Machine Learning is a subfield of Artificial Intelligence, which blends techniques and principles from computer science, applied statistics and software engineering. Machine Learning enables computers to make accurate predictions by detecting complex patterns in data. It generates code itself, which enables those patterns to be recognised in new data.
People often use the terms Machine Learning and A.I. interchangeably but a better way to describe the technology is that Machine Learning is a subset of A.I. while Deep Learning is, in turn, a subset of Machine Learning. The line between Machine Learning and Deep Learning is quite blurred: it is a matter of complexity in the type of toolset that is being used.
At the heart of this, we are talking about machines that learn and improve over time as they are exposed to new data.
Subsets of Machine Learning
Predictive analytics, natural language processing, speech to text, text to speech, expert systems are subsets of Machine Learning. At the same time, Machine Learning can help to plan and optimise strategies, powering robotics and computer vision technologies. All these functions apply to the definition of Machine Learning, which is about using data to recognise patterns, learning as it is exposed to new data.
We can break Machine Learning down into three areas: supervised (task driven classification), unsupervised (data driven clustering), and reinforcement learning (algorithm learns to react to an environment).
Supervised learning is very much a task driven function: that is, you start with some data and you start with a task. “I want you to predict this, I want you to classify that.”
Unsupervised Machine Learning is data driven, you start with a piece of data, you give it to the model and you say I want you to group things as you see fit, identify clusters. That could be very useful say in understanding a target business market better. For example: ‘here are the people under 25, all the people living in Swindon’ and you can use a clustering system to identify groupings you might not have thought of previously.
Lastly, we have reinforcement learning, which underpins the driverless car scenario that the media have so much fun talking about. This subset of Machine Learning is also the tool that famously won the game of Go recently against the Number 2 player in the world. This machine relies on trial and error, finding a way and being told each time if that is right or wrong.
Supervised Learning – Is it a Cat or a Dog?

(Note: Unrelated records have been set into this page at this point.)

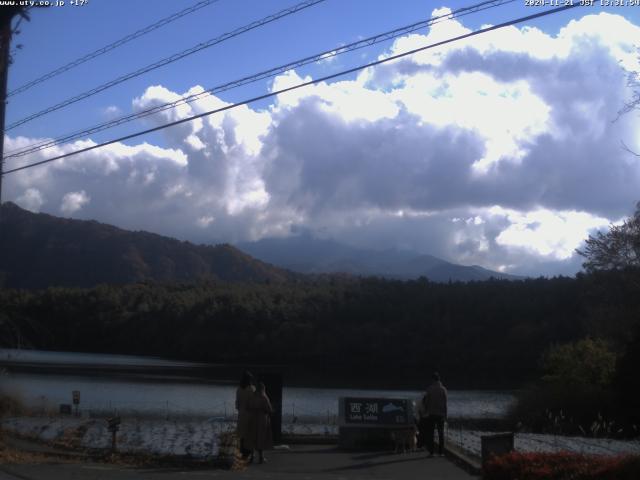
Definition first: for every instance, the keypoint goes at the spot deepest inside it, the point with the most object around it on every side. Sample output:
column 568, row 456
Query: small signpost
column 76, row 400
column 368, row 422
column 113, row 424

For the purpose of this article, I am going to focus on supervised learning, in other words, ways of predicting something using data as opposed to classification.
An example of supervised Machine Learning classification is the cats and dogs scenario. We can train a model to tell us if a machine is looking at a picture of a dog or cat. We feed the machine lots of pictures of dogs and cats and convert those pictures into mathematical values.

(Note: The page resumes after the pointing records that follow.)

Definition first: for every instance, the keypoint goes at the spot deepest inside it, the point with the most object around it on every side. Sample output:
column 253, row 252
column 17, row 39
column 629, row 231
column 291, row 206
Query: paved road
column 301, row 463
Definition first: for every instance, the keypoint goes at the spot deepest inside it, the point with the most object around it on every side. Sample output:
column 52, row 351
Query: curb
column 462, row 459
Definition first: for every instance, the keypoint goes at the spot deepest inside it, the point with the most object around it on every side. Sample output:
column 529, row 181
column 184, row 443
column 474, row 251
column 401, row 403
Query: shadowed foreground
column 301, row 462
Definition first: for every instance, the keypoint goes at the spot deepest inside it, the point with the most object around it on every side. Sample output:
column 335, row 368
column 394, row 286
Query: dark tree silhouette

The next step is that after having shown the machine lots of pictures of dogs and cat when you show it a new picture it should be able to tell if it is a cat or a dog. It will get better at recognising cats and dogs as you feed it more pictures because they have unique features in common.
How would that apply in an insurance context? Well imagine you have two insurance claims: Claim A and Claim B. How can you tell which of those claims is genuine and which is fraudulent? The answer is to feed the machine lots of claims we know to be genuine and lots of claims we know to be fraudulent. We train the system to recognise those so that when the machine is presented with a new claim they can work out if it is a fraudulent claim.
Why Machine Learning Now?
Machine Learning algorithms can be traced back to the 1950s. Until now it has not been possible to apply the algorithms in a useful way but the extra capacity and falling cost of computer processing power are revolutionising society’s ability to crunch data.

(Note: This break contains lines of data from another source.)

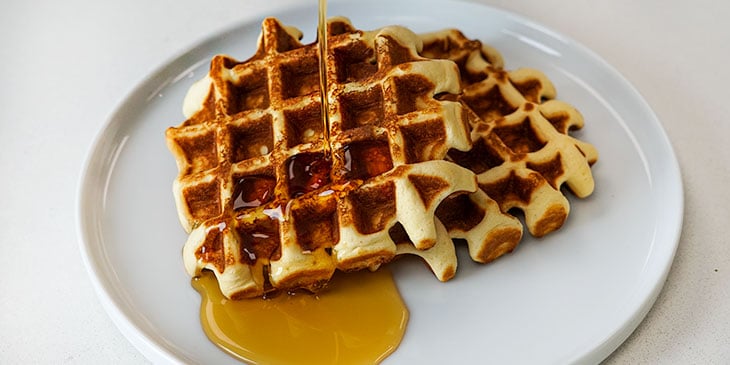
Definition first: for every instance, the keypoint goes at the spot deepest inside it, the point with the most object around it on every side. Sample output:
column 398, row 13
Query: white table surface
column 66, row 65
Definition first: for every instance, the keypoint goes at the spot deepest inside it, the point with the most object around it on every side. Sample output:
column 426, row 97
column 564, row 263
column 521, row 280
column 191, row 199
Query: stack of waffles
column 430, row 141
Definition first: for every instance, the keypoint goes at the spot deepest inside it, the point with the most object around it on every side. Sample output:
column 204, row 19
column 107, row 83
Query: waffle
column 267, row 208
column 522, row 152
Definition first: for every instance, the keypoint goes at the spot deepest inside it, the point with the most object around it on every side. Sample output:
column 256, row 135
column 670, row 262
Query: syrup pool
column 359, row 318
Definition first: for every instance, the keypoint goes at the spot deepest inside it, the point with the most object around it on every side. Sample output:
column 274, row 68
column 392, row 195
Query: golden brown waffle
column 522, row 152
column 267, row 209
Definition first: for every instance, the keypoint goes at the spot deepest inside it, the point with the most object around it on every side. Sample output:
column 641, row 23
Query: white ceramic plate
column 571, row 297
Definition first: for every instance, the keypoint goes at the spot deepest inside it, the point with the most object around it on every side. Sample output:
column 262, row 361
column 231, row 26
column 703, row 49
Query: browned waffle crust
column 423, row 150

In particular, the power of cloud computing means that business doesn't need to scale up their IT infrastructure internally as they can go out to Amazon and other similar entities to rent that space when they need it. This is changing the face of Machine Learning massively.
The second point about the new abundance of data is also crucial. Never before have we seen so much data and the increasingly enormous volumes of real-time and continuous data emerging from sensors and telematics of all kinds, including commercial and engineering platforms everywhere. The online libraries of Machine Learning tools are the algorithms that power these models, which are all open source and freely available.
The data on the Internet is estimated to be about 5 million TB and of that Google amazingly has indexed only 200 TB or 0.004 percent of that total amount. Just think about existing data: we are using almost none of that existing information to inform the current state of the world around us. Indeed, within organisations like an insurer, a similar percentage of data is not utilised, certainly not from an analytics perspective.
A Change is Gonna Come
What is changing is the sum of human knowledge. It is said that back in 1900 the sum of human knowledge doubled every Century. From 1945 it doubled every 25 years. Now it is doubling every 13 months and IBM estimates that with the IoT, very soon human knowledge is set to double every 12 hours.
A good quote to end on, however, comes from The Economist: “For industries that embrace Machine Learning the future will depend on how well they marry its predictive power with old fashioned human wisdom.” Machine Learning technology is powerful but is reliant on human inputs and values, which are no less powerful. The benefits of Machine Learning can be no panacea for a badly run business.